Zwar habe ich dabei nicht dem Überblick verloren, aber viele der Personen waren für den Plot eigentlich unwichtig und so zog sich vieles sehr in die Länge. Erst im späteren Verlauf wird das Buch spannender, auch wenn es dennoch keins der spannendsten Bücher ist. Es ist ein Buch voller Geheimnisse, voller zwischenmenschlicher Beziehungen und voller Liebe.

Eigentlich ist es eher ein Wohlfühlbuch, das mich wohl nur durch den schon erwähnten Stil der Autorin überhaupt fesseln konnte. Sie schreibt sehr einnehmend und atmosphärisch, aber oft habe ich mich einfach gefragt, wann denn nun endlich mal was passiert. 

Das fand ich wirklich schade, vor allem, da mir Fanny sehr sympathisch war. Sie ist nett und lässt sich nicht unterkriegen. Der Plot wird aus ihrer Ich-Perspektive geschildert, was ich passend fand. 
Die anderen Figuren waren interessant dargestellt, auch wenn mir viele zu blass blieben.

Am Ende gibt es einige überraschende Wendungen und eine tolle Entwicklung, die mich etwas für den langatmigen Start des Buches entschädigt hat. "Wolkenschloss" gehört zwar nicht zu den besten Büchern der Autorin, aber es war für mich auch kein völliger Reinfall, sodass ich mich für eine mittelmäßige Wertung entschieden habe.


Meiner Meinung nach kann Kerstin Gier es besser.
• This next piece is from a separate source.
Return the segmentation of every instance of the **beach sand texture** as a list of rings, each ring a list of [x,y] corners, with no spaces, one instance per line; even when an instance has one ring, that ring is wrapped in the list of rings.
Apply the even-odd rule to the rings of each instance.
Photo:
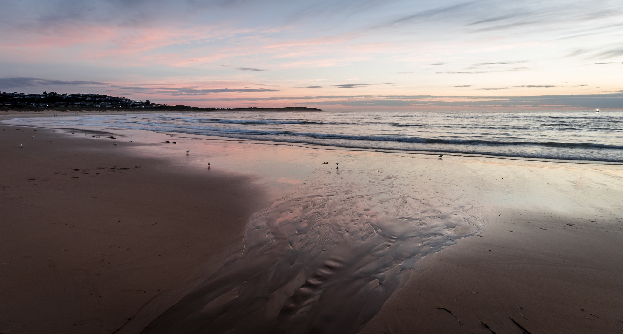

Wäre ihre Humor und ihr Witz nicht gewesen, hätte ich das Buch wohl nicht zu Ende gelesen, dennoch ist es ein Wohlfühlbuch mit einer tollen Atmosphäre, das nur einfach zu langatmig ist. Nach langem Überlegen habe ich mich dazu entschlossen es mit drei Sternen zu bewerten, weil es nett zu lesen war und ich das Lesen trotz meiner Kritik nicht bereut habe.
  • Hierbei handelt es sich soweit ich weiß um einen Einzelband.